There is a guy that works in my office building that I run into often. He always smiles at me and says hi and a few times I thought I saw him giving me “the look”. We chatted for a bit at the coffee counter once and he wasn’t wearing a ring or anything… I was just wondering with all these new dating rules, is it cool now if I just go ahead and ask him out- maybe even just coffee or something?
Signed Smitten in Sagebrush
Ha ha. No seriously now, you have a good question. I personally don’t feel that a girl should ask a guy out. There are ways to have conversation, flirt, let him know your interested- but asking for the date is his job. OK, OK go ahead and preach to me about the modern woman. Done? Now let me tell you some truths:
A man that is interested will ask you out. It may take every ounce of courage that he has, but if a guy is truly interested he will find a way to talk to you, to make contact, or to see you. Especially if you have shown him in a subtle way that you are interested as well.
If you allow a man to know that you are interested and he is not asking you out- there is a reason for that. Maybe he is in a relationship, gay, or for no other reason than you are simply “Not what good looks like to him”.

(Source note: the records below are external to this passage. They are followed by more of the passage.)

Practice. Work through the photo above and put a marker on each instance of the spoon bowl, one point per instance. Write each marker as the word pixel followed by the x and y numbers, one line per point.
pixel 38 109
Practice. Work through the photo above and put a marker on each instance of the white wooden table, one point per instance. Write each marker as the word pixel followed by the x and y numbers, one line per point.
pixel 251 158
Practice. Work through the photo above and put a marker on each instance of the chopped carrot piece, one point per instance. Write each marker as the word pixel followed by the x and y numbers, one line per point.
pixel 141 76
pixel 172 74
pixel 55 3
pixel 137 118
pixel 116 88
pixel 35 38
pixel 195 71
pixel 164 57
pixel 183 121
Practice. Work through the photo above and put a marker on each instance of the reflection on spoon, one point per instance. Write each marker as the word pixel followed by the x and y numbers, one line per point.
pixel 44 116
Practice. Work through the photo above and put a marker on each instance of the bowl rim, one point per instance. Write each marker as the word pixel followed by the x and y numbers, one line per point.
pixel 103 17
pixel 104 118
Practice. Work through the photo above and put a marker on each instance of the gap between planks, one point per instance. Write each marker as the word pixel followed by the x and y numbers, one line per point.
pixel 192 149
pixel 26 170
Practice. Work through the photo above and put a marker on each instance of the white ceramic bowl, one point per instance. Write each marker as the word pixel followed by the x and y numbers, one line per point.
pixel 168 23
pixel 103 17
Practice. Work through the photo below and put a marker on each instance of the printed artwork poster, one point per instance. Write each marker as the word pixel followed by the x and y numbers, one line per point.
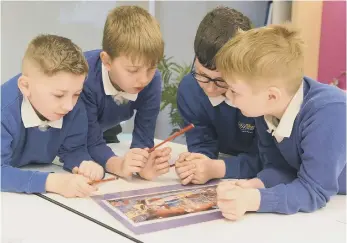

But Diva! What if he is just shy? Nope. I am not buyin’ it.
So what to do?
Smile back when you see him. Make eye contact. When an opportunity presents itself, like running into each other at the counter- start a conversation. About anything- music, movies, sports- whatever. If he is interested he will see the opportunity and talk back! If you are at the coffee counter talking, you can always invite him to sit with you, a simple “You’re welcome to join me” may open the door for a friendly chat. But that is where it ends, you can only go so far. It’s up to him to close and if he isn’t, know that there is a reason for that, and move along. Keep smiling and a guy that really likes you will notice!
As usual, this is just one Diva’s opinion. I always welcome yours!